L’iniziativa nasce da una domanda tanto semplice quanto cruciale: cosa vogliono i bambini di Gaza per il loro futuro? Documentando priorità e opinioni, il progetto punta a orientare politiche e interventi di ricostruzione realmente centrati sui diritti dell’infanzia, ribadendo l’importanza di una partecipazione significativa e continua dei bambini alle decisioni che riguardano il loro domani.
In collaborazione con partner locali, sono stati coinvolti bambini tra i 5 e i 18 anni in tutte e cinque le province della Striscia, inclusi bambini con disabilità. In totale, 1.603 minori hanno compilato un questionario strutturato, mentre almeno 11.000 hanno partecipato attraverso attività creative pensate per essere sicure e volontarie. A nessuno è stato chiesto di rivivere episodi di violenza.
I bambini hanno scelto di esprimersi con i linguaggi che conoscono meglio: disegni di quartieri e parchi, modellini realizzati con detriti e materiali riciclati, poesie, racconti brevi e lettere. Hanno partecipato anche a murales collettivi, rappresentazioni teatrali e sondaggi guidati da facilitatori qualificati.
Queste produzioni non sono semplici simboli. Sono dati, prove e testimonianze tracciate con pastelli e cartone. Quando migliaia di bambini, di età e provenienze diverse, disegnano indipendentemente alberi, scuole, ospedali, strade pulite e parchi giochi, non si tratta di coincidenze. È un messaggio diretto al mondo: vogliono riavere la loro infanzia.
Dalle testimonianze emerge con forza una richiesta primaria: sicurezza. I bambini parlano del desiderio di dormire tutta la notte senza paura e di poter andare a scuola serenamente. Eppure, dall’inizio del cessate il fuoco, nella Striscia di Gaza sono stati segnalati oltre 135 bambini uccisi.
Per molti di loro, la prima esigenza è un rifugio sicuro, un luogo protetto in cui ricominciare a sentirsi bambini.
Al secondo posto tra le priorità compaiono le scuole. Non strutture temporanee o tende, ma edifici solidi con muri e tetti adeguati. Scuole dotate di banchi, servizi igienici funzionanti, acqua corrente, biblioteche e campi da gioco.
Per i bambini di Gaza, la scuola rappresenta molto più dell’istruzione: è normalità, stabilità, possibilità di futuro. Non deve essere un rifugio per famiglie sfollate, ma uno spazio dove ricostruire la quotidianità e l’infanzia.
Tra le richieste ricorre anche l’immagine di ospedali tranquilli, puliti e sicuri. Non luoghi in cui “si respira la paura”, ma spazi di cura autentica. I bambini chiedono con insistenza supporto psicologico oltre alle cure fisiche.
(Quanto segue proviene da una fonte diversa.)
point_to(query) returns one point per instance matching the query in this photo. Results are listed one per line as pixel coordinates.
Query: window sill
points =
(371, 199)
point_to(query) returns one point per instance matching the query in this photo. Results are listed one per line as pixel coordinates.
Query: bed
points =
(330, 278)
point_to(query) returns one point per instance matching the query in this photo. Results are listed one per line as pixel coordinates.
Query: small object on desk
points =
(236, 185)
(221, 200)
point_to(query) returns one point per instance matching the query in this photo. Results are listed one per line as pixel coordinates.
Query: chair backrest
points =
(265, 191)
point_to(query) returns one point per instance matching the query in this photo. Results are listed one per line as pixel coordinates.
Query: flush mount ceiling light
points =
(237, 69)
Molti di loro hanno visto guarire le ferite del corpo, ma non quelle della mente. Il trauma, spiegano con lucidità, non finisce quando cessano i bombardamenti.
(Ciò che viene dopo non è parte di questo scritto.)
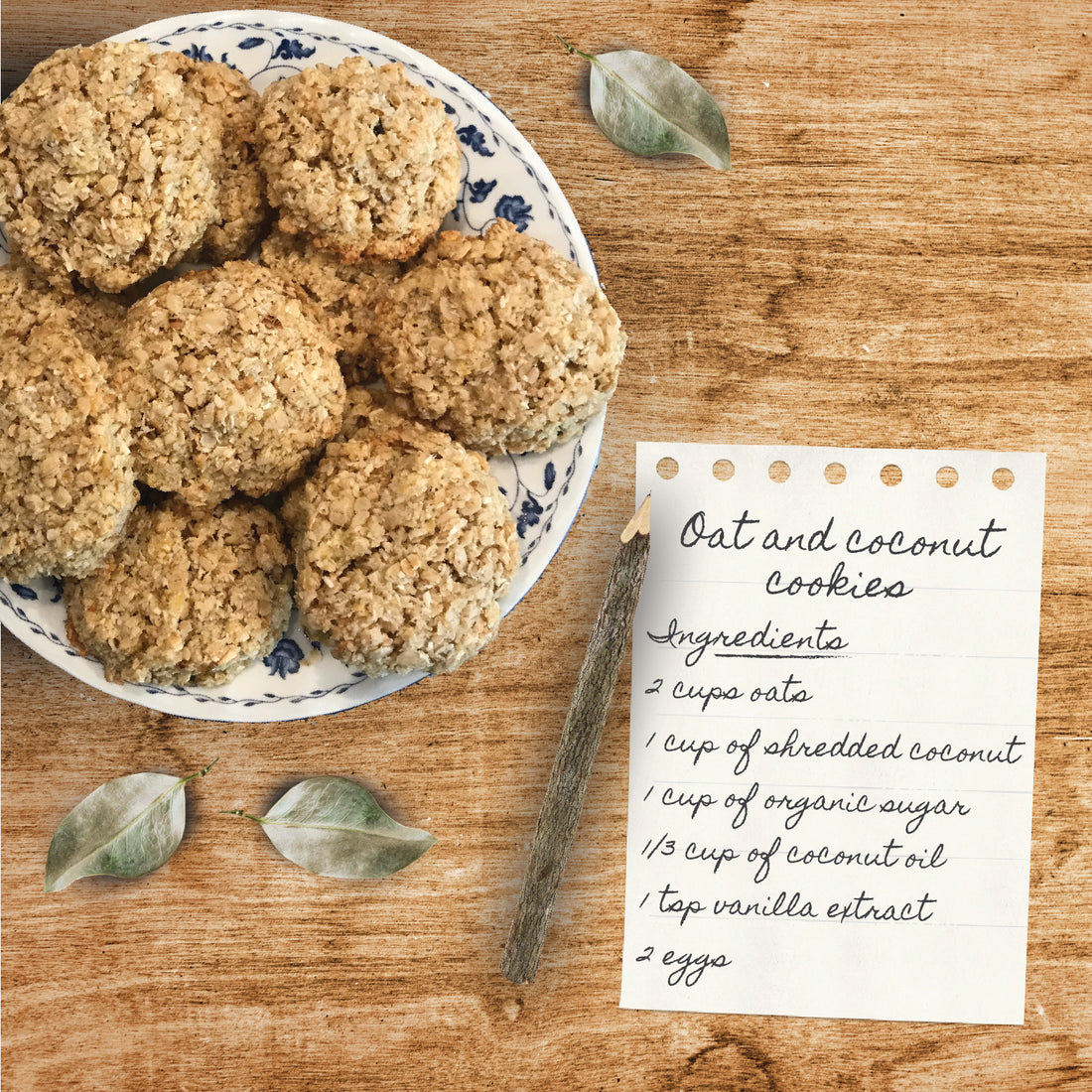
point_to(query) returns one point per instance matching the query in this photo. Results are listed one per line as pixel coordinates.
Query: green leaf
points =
(334, 827)
(127, 828)
(647, 105)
Per i più piccoli, in particolare, il gioco non è un lusso. È una necessità. Chiedono parchi, spiagge, campi sportivi e luoghi sicuri dove poter correre e incontrarsi. Attraverso il gioco, i bambini recuperano ciò che la guerra ha sottratto: leggerezza, relazioni, crescita.
I partecipanti non si sono limitati a esprimere sogni. Hanno indicato priorità e tempistiche precise per la ricostruzione:
È una vera e propria tabella di marcia, redatta da chi ha conosciuto perdita e incertezza ma non ha smesso di sperare. Ignorare questa voce significherebbe deludere non solo i bambini, ma l’intera Gaza.